デフォルト名があるので変換は本当に変えて読みたい方向けです。
デフォルト洋名
デフォルト和名

二重にぶれる視界。まだ何も描いていなかったクロッキー帳を取り出して右手を好きにさせる。白いだけだった用紙にどんどん描かれていくデッサンに警官が通り過ぎ様に眺めて驚いていた。
手がどんどん汚れていく。殆どが停車している車だとかシーモア邸の柵の向こうに見える近所の屋敷だとか、そんな物が紙の上で命を吹き込まれていた。
短くなってしまった鉛筆に新品を削ろうとカッターを取り出したところで、屋敷の中からヴァレンタイン卿が出てくる。玄関にいたシルビへ気付いて軽く手を挙げ、若い刑事の案内で通信車両へと向かっていった。
車両の中でしばらくゴソゴソとしていたヴァレンタイン卿が、恒星間通信用の子機を持って戻ってくる。

「シルビ君。ルウが先に君と話したいと」
「いいですよ」

どうやら大学惑星にいるルウと通話が繋がっているらしい。クロッキー帳を挙げた脚に置いて右手には好き勝手に描かせたまま、左手で子機を受け取る。

『ドミニク?』

ルウは最初からシルビではなく『ドミニク』へと話しかけた。ひどく疲れたような声である。
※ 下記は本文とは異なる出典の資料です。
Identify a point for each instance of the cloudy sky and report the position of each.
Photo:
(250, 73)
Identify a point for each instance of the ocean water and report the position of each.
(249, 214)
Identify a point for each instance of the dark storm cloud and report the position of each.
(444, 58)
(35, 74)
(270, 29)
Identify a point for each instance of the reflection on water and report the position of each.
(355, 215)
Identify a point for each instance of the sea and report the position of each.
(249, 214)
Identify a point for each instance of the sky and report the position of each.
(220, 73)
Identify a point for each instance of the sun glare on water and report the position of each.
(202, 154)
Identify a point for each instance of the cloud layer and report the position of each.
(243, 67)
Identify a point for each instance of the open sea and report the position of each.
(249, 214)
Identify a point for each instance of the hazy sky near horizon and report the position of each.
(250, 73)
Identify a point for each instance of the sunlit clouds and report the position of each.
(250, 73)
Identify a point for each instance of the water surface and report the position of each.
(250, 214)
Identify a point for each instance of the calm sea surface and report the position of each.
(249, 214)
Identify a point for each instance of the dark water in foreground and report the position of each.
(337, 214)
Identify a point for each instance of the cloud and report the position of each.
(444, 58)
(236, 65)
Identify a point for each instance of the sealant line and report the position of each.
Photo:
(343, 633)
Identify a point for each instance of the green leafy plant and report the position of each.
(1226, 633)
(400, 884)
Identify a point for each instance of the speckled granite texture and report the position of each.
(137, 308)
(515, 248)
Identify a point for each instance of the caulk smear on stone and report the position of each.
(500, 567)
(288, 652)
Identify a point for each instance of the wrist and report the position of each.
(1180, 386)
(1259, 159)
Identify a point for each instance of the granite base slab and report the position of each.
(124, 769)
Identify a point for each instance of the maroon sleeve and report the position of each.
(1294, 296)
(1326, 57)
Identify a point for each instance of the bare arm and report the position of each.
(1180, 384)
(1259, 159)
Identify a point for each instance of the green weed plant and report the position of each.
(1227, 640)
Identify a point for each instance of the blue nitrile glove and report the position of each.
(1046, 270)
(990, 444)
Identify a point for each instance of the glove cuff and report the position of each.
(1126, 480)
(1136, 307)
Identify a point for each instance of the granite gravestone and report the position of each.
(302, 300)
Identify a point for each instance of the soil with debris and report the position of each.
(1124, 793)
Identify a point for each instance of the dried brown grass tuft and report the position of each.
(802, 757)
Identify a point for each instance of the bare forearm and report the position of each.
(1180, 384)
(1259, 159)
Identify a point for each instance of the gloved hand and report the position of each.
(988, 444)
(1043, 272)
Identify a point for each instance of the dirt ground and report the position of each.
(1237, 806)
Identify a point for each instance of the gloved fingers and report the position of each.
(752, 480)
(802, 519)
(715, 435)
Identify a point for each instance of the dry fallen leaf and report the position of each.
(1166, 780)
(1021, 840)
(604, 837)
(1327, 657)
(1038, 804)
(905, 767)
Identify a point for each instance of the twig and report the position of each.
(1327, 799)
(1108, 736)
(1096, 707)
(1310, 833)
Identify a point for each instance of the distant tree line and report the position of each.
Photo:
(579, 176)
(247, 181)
「――やあ天使! きみが今目の前にいないことが何よりも残念だよ!」

するりと、さも当然のように口から言葉が出た。だがそれはシルビの言葉ではない。
ヴァレンタイン卿が不思議そうにシルビを窺っているのに、唯一自由になる片目だけを向ける。侵食というか、『ドミニク』にとりつかれている深度が深い。
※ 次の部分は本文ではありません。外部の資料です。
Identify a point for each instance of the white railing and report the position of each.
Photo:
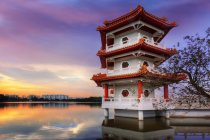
(116, 46)
(158, 45)
(130, 69)
(134, 103)
(133, 41)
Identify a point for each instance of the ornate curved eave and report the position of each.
(142, 45)
(167, 77)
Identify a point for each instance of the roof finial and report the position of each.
(131, 8)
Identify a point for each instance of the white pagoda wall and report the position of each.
(134, 66)
(133, 38)
(133, 91)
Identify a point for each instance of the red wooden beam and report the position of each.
(165, 91)
(140, 88)
(106, 91)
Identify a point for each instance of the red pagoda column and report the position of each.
(165, 91)
(106, 92)
(140, 88)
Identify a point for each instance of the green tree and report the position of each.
(193, 60)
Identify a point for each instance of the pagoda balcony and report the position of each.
(133, 41)
(116, 46)
(131, 69)
(135, 103)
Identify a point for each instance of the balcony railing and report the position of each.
(135, 103)
(130, 69)
(116, 46)
(158, 45)
(130, 42)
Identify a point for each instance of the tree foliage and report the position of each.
(193, 59)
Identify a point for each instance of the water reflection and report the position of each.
(156, 129)
(86, 121)
(50, 121)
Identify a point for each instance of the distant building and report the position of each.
(55, 97)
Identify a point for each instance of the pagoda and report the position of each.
(130, 53)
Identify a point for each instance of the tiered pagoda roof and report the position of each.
(141, 45)
(166, 77)
(138, 14)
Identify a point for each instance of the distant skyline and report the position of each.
(49, 46)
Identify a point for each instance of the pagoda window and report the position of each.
(146, 93)
(146, 63)
(125, 40)
(110, 42)
(110, 65)
(125, 93)
(125, 64)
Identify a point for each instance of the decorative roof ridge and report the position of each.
(163, 19)
(141, 42)
(139, 73)
(130, 15)
(138, 10)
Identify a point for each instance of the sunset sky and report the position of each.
(49, 46)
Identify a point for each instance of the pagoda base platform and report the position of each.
(140, 114)
(175, 113)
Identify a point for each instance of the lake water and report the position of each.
(51, 121)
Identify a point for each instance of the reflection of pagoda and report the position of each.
(155, 129)
(130, 53)
(132, 129)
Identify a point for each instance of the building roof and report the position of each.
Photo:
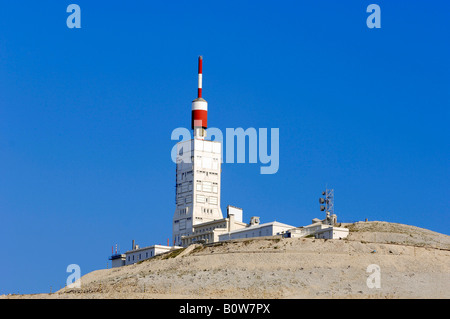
(151, 247)
(274, 223)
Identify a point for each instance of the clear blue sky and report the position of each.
(86, 117)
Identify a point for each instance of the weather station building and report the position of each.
(198, 217)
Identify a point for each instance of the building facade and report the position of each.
(197, 186)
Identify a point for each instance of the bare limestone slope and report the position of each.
(414, 263)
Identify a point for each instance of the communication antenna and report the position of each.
(327, 203)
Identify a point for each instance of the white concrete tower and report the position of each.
(198, 174)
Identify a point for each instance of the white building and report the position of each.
(332, 233)
(255, 229)
(209, 232)
(197, 186)
(137, 254)
(304, 231)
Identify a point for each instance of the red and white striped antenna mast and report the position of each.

「絵筆は握らせてくれないんだけれど、デッサンはさせてくれるからありがたいね。これであの子や君を描けたらもっといいんだけれど」
『それは無理だよ。その体もちゃんと返してあげてね。――あの絵をリィが手に入れたんだって?』
「そうだよ。ぼくの願いが叶ったんだ」
『良かったね。でもリィにはあれの管理は難しいんじゃないかな』
「そうだね」
『じゃあ、エレメンタルに今後の管理もお願いしていい?』
「いいよ」

子機をヴァレンタイン卿へ返し、未だに少し不可解そうなヴァレンタイン卿と一緒に屋敷へ入れば、『暁の天使』を片手で支えたリィがブライト副館長やスタイン教授と話している。その『暁の天使』は今のシルビの眼で見ても真っ黒に塗りつぶされないので本物なのだろう。シルビの感覚にも確かに本物だと感じられる。
リィへヴァレンタイン卿が子機を差し出した。

「なに?」
「いいから、出なさい」

怪訝そうにリィが子機を受け取れば、グレン警部が手早く別の一台を部下から受け取って音声を解放させる。